The agenda during the meeting can be broken down into steps that include:
- The check-in: These relatively informal questions help employees settle in. Questions might include the food at a recent lunch or what they did over the weekend.
- The follow-up: If there was anything from the last meeting that needs to be touched on, do it immediately after checking in. Otherwise, this step can be skipped.
- The main agenda: Each meeting should have a goal that is determined ahead of time. The agenda could be related to goal setting, professional growth, performance, or anything else. Only one or two questions on this theme are needed.
- Achievements: Take time to talk about employee wins! Do a little research ahead of time and mention each employee's strengths. They'll be glad you noticed!
- Goals and expectations: End the meeting with any goals or expectations you have ahead of the next meeting.
When the meeting is over, make notes available to the employee, if necessary. With another meeting only a week away, the sooner you set up the next template and give employees access, the better.
1:1 Meeting agenda outline for monthly meetings
The meeting agenda for monthly meetings should follow the same cadence as weekly meetings:
- The check-in
- The follow-up
- The main agenda
- Goals and expectations
The difference will be in how much time you spend on some topics.
Weekly meetings allow you to cover topics that you may have missed or dig more deeply into a topic just days later. With monthly meetings, you have to wait weeks to talk about it.
Because of this, monthly meetings require more planning. You also have to think more carefully about the topics you cover. For example, you might forgo discussing achievements so that you have more time to talk about the main agenda.
In general, monthly meetings should be longer than weekly meetings. Planning an hour-long meeting gives you and your employees a chance to talk about everything on the agenda so nothing has to wait until next time.
How do you structure an employee one-on-one?
How you structure an employee one-on-one is up to you! There’s no one way to do it, but a rule of thumb is to start with ice-breaker check-in questions. Then, discuss any topics that require a follow-up before diving into the main agenda for the current meeting. The remaining time can be used to celebrate wins and create goals before the next meeting.
Use a form that the employee has access to before, during, and after the meeting. This helps both parties organize their thoughts and ensure the meeting stays on topic.
What should you say in an employee one-on-one meeting?
One-on-one meetings can be informal and comfortable, giving employees and managers a chance to connect on a more personal level.
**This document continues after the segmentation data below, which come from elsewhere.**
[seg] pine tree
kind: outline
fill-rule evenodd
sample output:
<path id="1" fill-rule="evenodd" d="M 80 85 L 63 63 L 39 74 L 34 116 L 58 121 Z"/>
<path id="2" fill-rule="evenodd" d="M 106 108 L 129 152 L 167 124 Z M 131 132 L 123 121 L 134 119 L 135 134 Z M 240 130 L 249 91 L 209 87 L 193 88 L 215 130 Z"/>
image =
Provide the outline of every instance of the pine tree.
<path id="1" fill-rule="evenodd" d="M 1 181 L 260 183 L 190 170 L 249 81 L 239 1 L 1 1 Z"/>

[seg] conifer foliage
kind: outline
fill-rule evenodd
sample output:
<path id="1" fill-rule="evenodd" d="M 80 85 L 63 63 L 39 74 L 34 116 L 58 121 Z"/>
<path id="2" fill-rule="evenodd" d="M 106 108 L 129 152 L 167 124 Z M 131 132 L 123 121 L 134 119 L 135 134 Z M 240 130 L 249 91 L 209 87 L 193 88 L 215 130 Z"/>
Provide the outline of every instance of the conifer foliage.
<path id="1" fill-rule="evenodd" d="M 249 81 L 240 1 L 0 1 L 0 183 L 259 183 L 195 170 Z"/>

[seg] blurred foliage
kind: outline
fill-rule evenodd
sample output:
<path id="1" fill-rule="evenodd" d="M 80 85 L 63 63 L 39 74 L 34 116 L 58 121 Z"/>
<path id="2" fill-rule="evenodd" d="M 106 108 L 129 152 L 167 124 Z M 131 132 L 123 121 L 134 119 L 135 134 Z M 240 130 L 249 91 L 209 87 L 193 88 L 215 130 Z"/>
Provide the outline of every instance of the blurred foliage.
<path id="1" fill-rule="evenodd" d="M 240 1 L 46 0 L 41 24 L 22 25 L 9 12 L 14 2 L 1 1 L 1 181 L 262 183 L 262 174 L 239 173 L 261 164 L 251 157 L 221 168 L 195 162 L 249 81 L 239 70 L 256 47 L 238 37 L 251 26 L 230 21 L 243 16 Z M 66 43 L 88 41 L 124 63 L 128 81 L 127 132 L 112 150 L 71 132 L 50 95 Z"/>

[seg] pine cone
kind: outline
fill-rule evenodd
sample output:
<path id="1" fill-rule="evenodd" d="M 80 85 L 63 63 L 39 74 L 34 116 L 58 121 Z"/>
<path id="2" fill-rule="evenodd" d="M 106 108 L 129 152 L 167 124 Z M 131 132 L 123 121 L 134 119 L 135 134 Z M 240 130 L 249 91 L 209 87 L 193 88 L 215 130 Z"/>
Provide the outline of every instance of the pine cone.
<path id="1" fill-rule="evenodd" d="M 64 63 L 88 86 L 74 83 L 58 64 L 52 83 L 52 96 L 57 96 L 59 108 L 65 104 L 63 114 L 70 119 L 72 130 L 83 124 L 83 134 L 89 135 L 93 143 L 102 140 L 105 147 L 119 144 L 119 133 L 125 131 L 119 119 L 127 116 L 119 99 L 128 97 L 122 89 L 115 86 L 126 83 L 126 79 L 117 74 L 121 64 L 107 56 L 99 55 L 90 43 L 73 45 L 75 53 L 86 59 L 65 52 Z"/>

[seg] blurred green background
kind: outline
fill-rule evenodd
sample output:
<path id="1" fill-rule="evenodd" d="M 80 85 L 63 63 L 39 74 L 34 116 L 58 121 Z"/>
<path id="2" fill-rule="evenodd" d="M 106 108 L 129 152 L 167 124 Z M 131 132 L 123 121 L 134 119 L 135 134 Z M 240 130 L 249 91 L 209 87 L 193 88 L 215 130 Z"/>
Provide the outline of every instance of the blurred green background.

You can provide feedback, but managers should also strive to create a dialog where they can receive feedback as well. One-on-one meetings should feel like a conversation—not a formal meeting.
What should you discuss in a 1:1 with a new employee?
The first check-in meeting with a new employee should be informal. Ask them questions about how they’re settling in and how management can better support them as they get used to their new role. Leave plenty of time for the new employee to ask questions. The extra time also enables you to ask spontaneous questions too.
What is a 1:1 meeting format?
The format of a 1:1 meeting is usually made up of a list of topics with corresponding questions. You determine which topics are most important to address ahead of the meeting, then create questions that best address those topics. The format can include the use of a form or template, but it doesn’t have to.